2010. Hadis Tarbawi. Yogyakarta: Teras
Muhammad bin Ismail bin Ibrahim al-Bukhary. 1400H. al-Jami' al-Shahih,Kitab; Iman, Bab; Agama itu Mudah Cetakan I. Kairo: Maktah
as-Salafiyah
Muhammad, Abu
‘Isa, dkk. al-Hadits. Beirut: Daar Ihya al-Turats
Nasiruddin, Muhammad al-Albany. 1415H. Shahih adab al-Mufrad Cetakan II. Beirut: Dar ash-Shiddiq
Natsir , Mohamad. 1970. Keragaman Hidup
Antar Agama Cetakan II. Jakarta: Hudaya
Nawawi, Imam. 1999. Riyadhus
Shalihin, terj.Riyadhus shalihin oleh Al-Imam Abu
Rachmat, Syafie’i. 2003. al-Hadis (Aqidah,
Ahklaq, Sosial, dan Hukum) Cetakan II Revisi. Bandung: Pustaka Setia
Saifudin M. 2010.Syaamil
Al-Qur’an Terjemah Tafsir Per Kata. Bandung: Sygma Publishing
Sya’roni,
Mahmud. 2006. Cermin kehidupan Rasul.
Semarang : Aneka Ilmu
Zakaria
Yahya bin Syaraf An-Nawawi. Jakarta: Pustaka Amani
[6] Muhammad bin
Ismail bin Ibrahim al-Bukhary,al-Jami' al-Shahih,Kitab; Iman, Bab; Agama itu
Mudah, (Cet. I;Kairo: Maktah as-Salafiyah, 1400 H), Jld. I, h. 29
[8] Muhammad Nasiruddin
al-Albany, Shahih adab al-Mufrad. (Cet. II; Beirut: Dar
ash-Shiddiq, 1415 H), h. 122
[9] Al-Bukhary, Op.Cit.,Kitab; Jual-Beli, Bab; Kemudahan dan
toleransi dalam jual-beli dari riwayat Jabir bin Abdullah, Jld.II,h.81
[15] Nawawi,
Imam. Riyadhus Shalihin, terj.Riyadhus shalihin oleh Al-Imam Abu
Zakaria Yahya bin Syaraf An-Nawawi.1999
This way my partner Wesley Virgin's report launches with this SHOCKING and controversial video.

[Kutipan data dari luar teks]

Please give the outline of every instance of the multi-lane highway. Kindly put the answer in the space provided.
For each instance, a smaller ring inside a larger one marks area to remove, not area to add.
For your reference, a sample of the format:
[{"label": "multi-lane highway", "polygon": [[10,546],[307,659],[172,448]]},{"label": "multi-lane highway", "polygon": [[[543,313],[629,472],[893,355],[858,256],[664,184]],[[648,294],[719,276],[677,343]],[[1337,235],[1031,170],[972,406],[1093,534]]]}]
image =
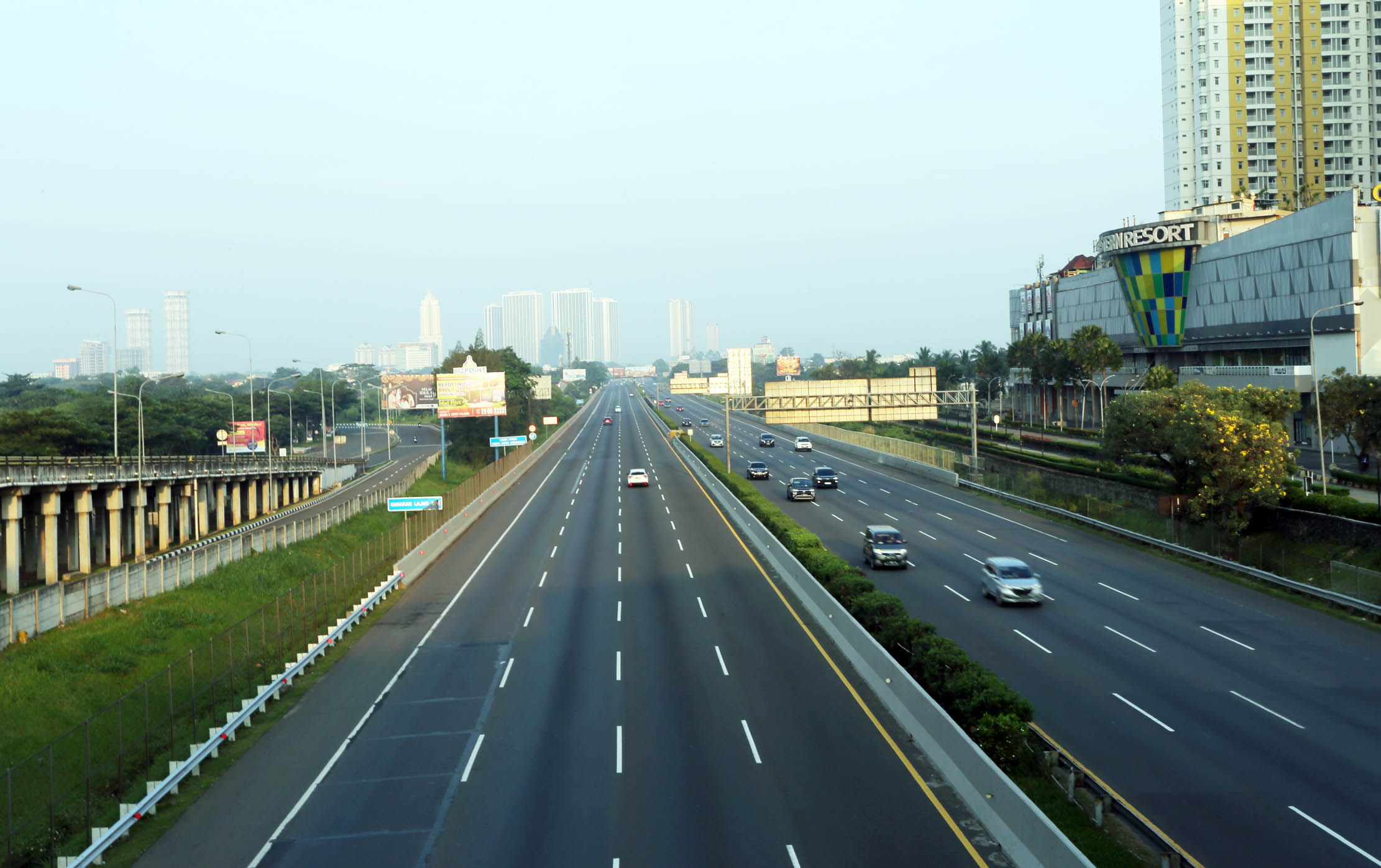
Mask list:
[{"label": "multi-lane highway", "polygon": [[[674,413],[677,404],[684,413]],[[724,406],[675,396],[702,444]],[[710,420],[708,429],[699,421]],[[1041,727],[1210,868],[1381,865],[1381,636],[985,498],[733,414],[735,471],[862,566],[866,524],[907,537],[907,570],[878,586],[936,624],[1036,705]],[[714,450],[718,451],[718,450]],[[816,465],[838,490],[787,502]],[[1030,563],[1051,598],[998,609],[979,592],[985,558]]]},{"label": "multi-lane highway", "polygon": [[141,864],[1007,864],[664,433],[597,393]]}]

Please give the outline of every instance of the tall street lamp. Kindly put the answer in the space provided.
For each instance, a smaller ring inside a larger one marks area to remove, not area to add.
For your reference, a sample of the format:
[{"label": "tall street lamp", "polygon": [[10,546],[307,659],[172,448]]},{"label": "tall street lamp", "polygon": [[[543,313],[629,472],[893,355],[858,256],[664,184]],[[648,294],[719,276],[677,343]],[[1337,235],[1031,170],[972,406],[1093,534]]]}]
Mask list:
[{"label": "tall street lamp", "polygon": [[110,360],[110,368],[113,374],[110,375],[110,417],[112,417],[112,440],[115,443],[115,460],[120,460],[120,399],[115,392],[120,391],[120,333],[119,333],[119,306],[115,304],[115,297],[109,293],[102,293],[99,290],[83,290],[79,286],[68,284],[69,293],[90,293],[93,295],[105,295],[110,299],[110,348],[115,357]]},{"label": "tall street lamp", "polygon": [[235,395],[231,392],[221,392],[220,389],[207,389],[206,386],[202,386],[202,391],[211,392],[213,395],[224,395],[225,397],[231,399],[231,428],[235,428]]},{"label": "tall street lamp", "polygon": [[[264,439],[268,440],[268,508],[275,509],[278,506],[278,489],[273,487],[273,384],[283,382],[286,379],[297,379],[301,374],[289,374],[287,377],[279,377],[278,379],[269,379],[268,385],[264,386],[264,418],[267,425],[264,429]],[[250,395],[254,395],[250,391]],[[291,411],[291,404],[289,404],[289,411]],[[251,411],[253,413],[253,411]],[[289,426],[293,424],[293,417],[289,417]],[[289,428],[287,443],[293,443],[293,431]],[[291,450],[289,450],[291,451]]]},{"label": "tall street lamp", "polygon": [[1329,493],[1329,466],[1323,462],[1323,400],[1319,395],[1319,360],[1315,357],[1313,352],[1313,317],[1319,316],[1324,310],[1335,310],[1338,308],[1360,308],[1360,301],[1345,301],[1341,305],[1329,305],[1327,308],[1319,308],[1309,317],[1309,373],[1313,374],[1313,413],[1317,420],[1317,433],[1319,433],[1319,477],[1323,480],[1323,493]]},{"label": "tall street lamp", "polygon": [[254,421],[254,342],[250,341],[247,334],[240,334],[238,331],[225,331],[224,328],[217,328],[215,334],[228,334],[232,338],[244,338],[244,342],[250,348],[250,421]]}]

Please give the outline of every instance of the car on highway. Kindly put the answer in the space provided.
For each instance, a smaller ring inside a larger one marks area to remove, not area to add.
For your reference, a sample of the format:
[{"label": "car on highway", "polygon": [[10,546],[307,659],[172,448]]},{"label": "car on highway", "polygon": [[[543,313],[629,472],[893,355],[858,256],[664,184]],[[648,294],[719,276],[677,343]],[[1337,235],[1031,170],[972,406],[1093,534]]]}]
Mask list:
[{"label": "car on highway", "polygon": [[891,524],[869,524],[863,529],[863,563],[871,569],[906,569],[906,540]]},{"label": "car on highway", "polygon": [[789,483],[786,483],[786,500],[789,501],[813,501],[815,500],[815,486],[811,484],[807,476],[793,476]]},{"label": "car on highway", "polygon": [[1040,606],[1040,574],[1016,558],[989,558],[983,562],[983,596],[993,598],[998,606],[1026,603]]}]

BalasHapusAs a matter of fact, Wesley was in the army-and soon after leaving-he revealed hidden, "mind control" tactics that the CIA and others used to get anything they want.
As it turns out, these are the same tactics tons of famous people (notably those who "became famous out of nowhere") and top business people used to become rich and successful.
You probably know that you use less than 10% of your brain.
That's because most of your brain's power is UNCONSCIOUS.
Perhaps this expression has even occurred INSIDE your very own brain... as it did in my good friend Wesley Virgin's brain seven years back, while driving a non-registered, trash bucket of a car without a driver's license and with $3.20 on his bank card.
"I'm so frustrated with going through life check to check! When will I finally make it?"
You've taken part in those types of thoughts, isn't it right?
Your success story is waiting to be written. You just need to take a leap of faith in YOURSELF.